Alles synchron auf Wunsch

Evernote synchronisiert standardmäßig deine Notizen über die Cloud. Das heißt: Egal von wo oder mit welchen Gerät du auf deine Notizen zugreifst, alles ist immer am gleichen Platz und vollständig vorhanden.

Auf Wunsch kannst du am Rechner aber auch lokale Notizbücher anlegen, die dann nur dort verfügbar sind.

Du kannst einzelne Notizbücher auch offline verfügbar machen. Super, wenn man gerade ohne Internet unterwegs ist und trotzdem auf spezielle Notizen zugreifen kann.

Webclipper und Evernote-Helfer

Am häufigsten nutze ich Evernote, um interessante Artikel aus dem Internet zu speichern. Hier kommt der Webclipper zum Einsatz. Das ist eine Browsererweiterung von Evernote, mit der du Internetseiten speichern kannst. Dabei kannst du entscheiden, in welcher Form du den Inhalt speichern möchtest.

Der Evernote-Webclipper zum Speichern von Webartikeln
Der Evernote-Webclipper zum Speichern von Webinhalten in verschiedenen Formaten

Möglich sind:

  • Artikel (mit Layout, Bereiche können entfernt oder erweitert werden)
  • Artikel ohne Formatierung (Hauptabschnitt ohne Layout)
  • Ganze Seite (statische Kopie der Seite)
  • Lesezeichen (Link, Bild, kurzer Text)
  • Schnappschuss (frei definierbarer Screenshot, kann nachträglich bearbeitet und mit Stempeln, Text etc. ergänzt werden)
  • Auswahl (Text oder einzelne Bilder)

Für PDF, Gmail, LinkedIn, YouTube-Videos oder Amazonartikel gibt es spezielle Formate, die automatisch vorgeschlagen werden.

Der Vorteil von Evernote als Speicherort gegenüber der Lesezeichenleiste:

  • Die Inhalte sind komplett durchsuchbar und organisierbar.
  • Die Inhalte sind noch verfügbar, wenn die Quelle nicht mehr vorhanden ist.
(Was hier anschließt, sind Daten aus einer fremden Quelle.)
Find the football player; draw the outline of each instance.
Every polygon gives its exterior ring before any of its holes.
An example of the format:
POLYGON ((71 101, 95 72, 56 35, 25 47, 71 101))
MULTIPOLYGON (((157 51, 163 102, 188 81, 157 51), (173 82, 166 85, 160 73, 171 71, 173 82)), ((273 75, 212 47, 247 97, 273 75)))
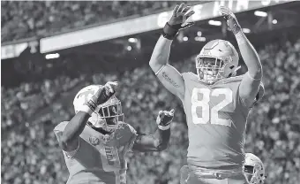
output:
POLYGON ((63 150, 70 184, 125 184, 128 151, 167 148, 174 110, 160 111, 154 134, 137 134, 124 122, 116 82, 82 88, 74 98, 76 115, 54 132, 63 150))
POLYGON ((245 154, 244 173, 250 184, 264 184, 266 178, 264 164, 252 153, 245 154))
POLYGON ((254 103, 262 97, 262 67, 259 56, 241 31, 236 16, 220 7, 235 34, 248 72, 236 76, 238 53, 224 40, 207 42, 196 57, 197 74, 180 73, 168 62, 173 39, 194 12, 176 5, 163 27, 149 65, 162 85, 183 103, 189 132, 188 165, 182 170, 195 176, 188 184, 244 183, 244 140, 246 119, 254 103), (260 88, 259 88, 260 87, 260 88))

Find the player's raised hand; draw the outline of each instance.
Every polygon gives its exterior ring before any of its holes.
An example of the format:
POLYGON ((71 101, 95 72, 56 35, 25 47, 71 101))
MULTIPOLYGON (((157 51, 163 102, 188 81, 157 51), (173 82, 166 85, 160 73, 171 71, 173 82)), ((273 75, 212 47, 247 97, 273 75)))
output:
POLYGON ((195 13, 195 12, 190 11, 190 9, 191 6, 186 6, 184 3, 180 5, 177 4, 174 8, 172 17, 168 23, 171 26, 177 27, 179 29, 192 26, 194 24, 193 22, 186 22, 186 20, 195 13))
POLYGON ((174 118, 175 110, 171 111, 160 111, 156 119, 156 123, 158 127, 161 130, 167 130, 169 128, 169 125, 171 124, 174 118))
POLYGON ((163 27, 163 37, 173 40, 179 30, 194 25, 193 22, 186 22, 186 20, 195 12, 190 11, 191 6, 185 6, 184 4, 176 5, 173 10, 171 19, 166 23, 163 27))
POLYGON ((116 93, 116 87, 118 85, 117 81, 109 81, 102 88, 91 97, 86 104, 92 110, 94 111, 100 104, 106 103, 116 93))
POLYGON ((241 31, 241 26, 238 24, 236 17, 229 8, 220 6, 219 12, 226 19, 228 27, 234 34, 241 31))

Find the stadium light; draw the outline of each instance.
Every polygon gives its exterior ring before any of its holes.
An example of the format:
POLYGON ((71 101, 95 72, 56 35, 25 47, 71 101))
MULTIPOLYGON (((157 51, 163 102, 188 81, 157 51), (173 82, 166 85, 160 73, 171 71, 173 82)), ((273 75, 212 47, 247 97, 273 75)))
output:
POLYGON ((198 41, 198 42, 206 42, 206 37, 201 37, 201 36, 196 36, 195 37, 195 41, 198 41))
POLYGON ((136 38, 129 38, 128 42, 138 42, 138 39, 136 39, 136 38))
POLYGON ((242 30, 245 34, 250 34, 250 32, 251 32, 251 30, 249 28, 243 28, 242 30))
POLYGON ((256 15, 258 17, 266 17, 267 13, 265 12, 261 12, 261 11, 255 11, 254 15, 256 15))
POLYGON ((213 25, 213 26, 220 27, 221 25, 221 22, 218 21, 218 20, 211 19, 211 20, 208 21, 208 24, 213 25))
POLYGON ((45 56, 46 59, 51 59, 51 58, 59 58, 59 54, 58 53, 55 53, 55 54, 47 54, 45 56))

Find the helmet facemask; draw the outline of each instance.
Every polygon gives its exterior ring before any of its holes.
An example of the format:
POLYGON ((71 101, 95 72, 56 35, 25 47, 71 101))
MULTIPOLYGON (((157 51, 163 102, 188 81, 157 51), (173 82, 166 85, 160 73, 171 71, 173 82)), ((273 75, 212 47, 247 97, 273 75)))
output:
POLYGON ((198 79, 206 83, 214 83, 218 80, 226 78, 227 76, 224 75, 225 66, 231 60, 230 57, 225 58, 199 55, 196 58, 198 79))
POLYGON ((266 179, 264 168, 258 164, 244 165, 244 173, 250 184, 263 184, 266 179))
POLYGON ((88 121, 93 127, 102 128, 107 132, 115 131, 118 123, 124 121, 121 102, 98 106, 88 121))

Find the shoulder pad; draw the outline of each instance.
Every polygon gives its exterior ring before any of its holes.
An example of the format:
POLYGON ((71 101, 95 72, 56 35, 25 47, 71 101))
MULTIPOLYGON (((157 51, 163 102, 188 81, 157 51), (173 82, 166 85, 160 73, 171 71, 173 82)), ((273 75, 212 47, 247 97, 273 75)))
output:
POLYGON ((119 123, 119 126, 134 134, 137 134, 137 131, 131 125, 127 123, 124 123, 124 122, 119 123))
POLYGON ((222 79, 221 81, 222 83, 238 82, 238 81, 241 81, 243 78, 244 78, 244 74, 235 76, 235 77, 225 78, 225 79, 222 79))
POLYGON ((184 80, 185 80, 186 78, 190 78, 191 80, 198 80, 198 76, 191 72, 183 73, 181 74, 183 75, 184 80))
POLYGON ((63 132, 65 128, 65 126, 68 125, 69 121, 63 121, 60 124, 58 124, 55 128, 54 132, 63 132))

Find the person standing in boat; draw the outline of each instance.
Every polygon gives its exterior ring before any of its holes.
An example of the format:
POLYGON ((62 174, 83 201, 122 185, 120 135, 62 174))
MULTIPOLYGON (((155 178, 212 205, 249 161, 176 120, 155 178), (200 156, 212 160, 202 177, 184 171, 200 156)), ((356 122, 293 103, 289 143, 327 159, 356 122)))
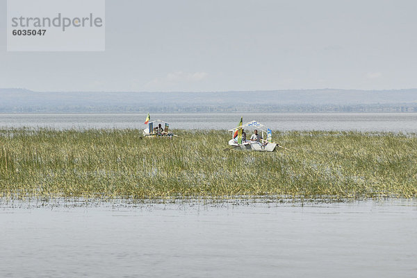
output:
POLYGON ((256 141, 258 143, 261 143, 262 139, 261 134, 258 134, 257 130, 254 130, 254 134, 250 137, 250 141, 256 141))
POLYGON ((163 132, 163 128, 162 128, 162 125, 160 123, 158 125, 158 129, 156 130, 156 134, 158 136, 162 136, 162 132, 163 132))
POLYGON ((242 143, 246 142, 246 132, 245 130, 242 128, 242 143))

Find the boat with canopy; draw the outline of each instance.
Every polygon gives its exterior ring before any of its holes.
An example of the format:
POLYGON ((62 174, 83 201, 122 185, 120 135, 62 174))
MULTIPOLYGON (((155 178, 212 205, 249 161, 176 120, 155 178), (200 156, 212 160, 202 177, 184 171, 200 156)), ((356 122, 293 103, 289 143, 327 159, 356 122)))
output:
POLYGON ((170 131, 170 124, 162 120, 154 120, 151 121, 149 113, 145 121, 146 128, 143 130, 143 137, 145 138, 166 137, 171 139, 177 137, 170 131))
POLYGON ((272 142, 272 131, 270 129, 256 121, 251 121, 243 125, 242 124, 243 120, 243 119, 240 118, 240 122, 238 127, 229 130, 232 134, 231 139, 229 141, 229 145, 232 146, 234 147, 232 148, 260 152, 273 152, 275 150, 277 144, 272 142), (243 138, 243 130, 253 132, 254 130, 256 130, 260 135, 259 141, 243 138))

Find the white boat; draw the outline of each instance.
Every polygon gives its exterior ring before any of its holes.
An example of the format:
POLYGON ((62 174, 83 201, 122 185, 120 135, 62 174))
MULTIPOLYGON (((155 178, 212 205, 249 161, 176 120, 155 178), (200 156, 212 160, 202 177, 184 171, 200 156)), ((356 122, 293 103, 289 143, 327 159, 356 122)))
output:
POLYGON ((272 130, 266 128, 262 123, 258 123, 256 121, 252 121, 244 125, 242 125, 242 119, 240 119, 240 123, 237 128, 229 130, 231 132, 231 139, 229 141, 229 145, 234 146, 234 149, 236 150, 256 150, 260 152, 273 152, 275 150, 275 147, 277 146, 277 144, 271 142, 272 140, 272 130), (256 141, 251 141, 249 139, 250 135, 247 136, 246 140, 241 137, 241 132, 240 130, 250 130, 253 132, 254 130, 257 130, 259 134, 261 135, 261 139, 259 142, 256 141), (265 138, 266 135, 266 139, 265 138))
MULTIPOLYGON (((148 114, 149 117, 149 114, 148 114)), ((150 118, 150 117, 149 117, 150 118)), ((143 130, 143 137, 145 138, 169 138, 177 137, 170 132, 170 124, 162 120, 150 121, 147 119, 145 121, 146 128, 143 130)))

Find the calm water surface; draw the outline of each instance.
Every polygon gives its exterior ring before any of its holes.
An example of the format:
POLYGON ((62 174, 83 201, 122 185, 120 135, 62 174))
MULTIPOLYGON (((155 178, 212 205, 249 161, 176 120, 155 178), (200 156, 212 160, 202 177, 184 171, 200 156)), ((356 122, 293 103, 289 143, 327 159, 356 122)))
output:
MULTIPOLYGON (((417 132, 417 113, 152 114, 171 128, 230 129, 256 120, 272 130, 359 130, 417 132)), ((0 128, 145 128, 145 114, 0 114, 0 128)))
POLYGON ((304 206, 0 205, 1 277, 417 275, 416 200, 304 206))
Direkt im Webclipper kannst du bereits die Notiz organisieren, d.h. Notizbuch und Schlagwörter anlegen. Ein Link zur Quelle wird übrigens immer mitgespeichert.

Der Evernote-Helper ist eine kleine Rechnererweiterung, mit der man schnell Notizen außerhalb des Programms anlegen kann. Ich nutze sie vor allem um schnell Screenshots abzuspeichern.

Flexible Organisation

Ein großer Vorteil von Evernote ist, dass es einem nicht streng vorgibt, wie man damit arbeiten soll. Es ist flexibel und passt sich den eigenen Anforderungen an.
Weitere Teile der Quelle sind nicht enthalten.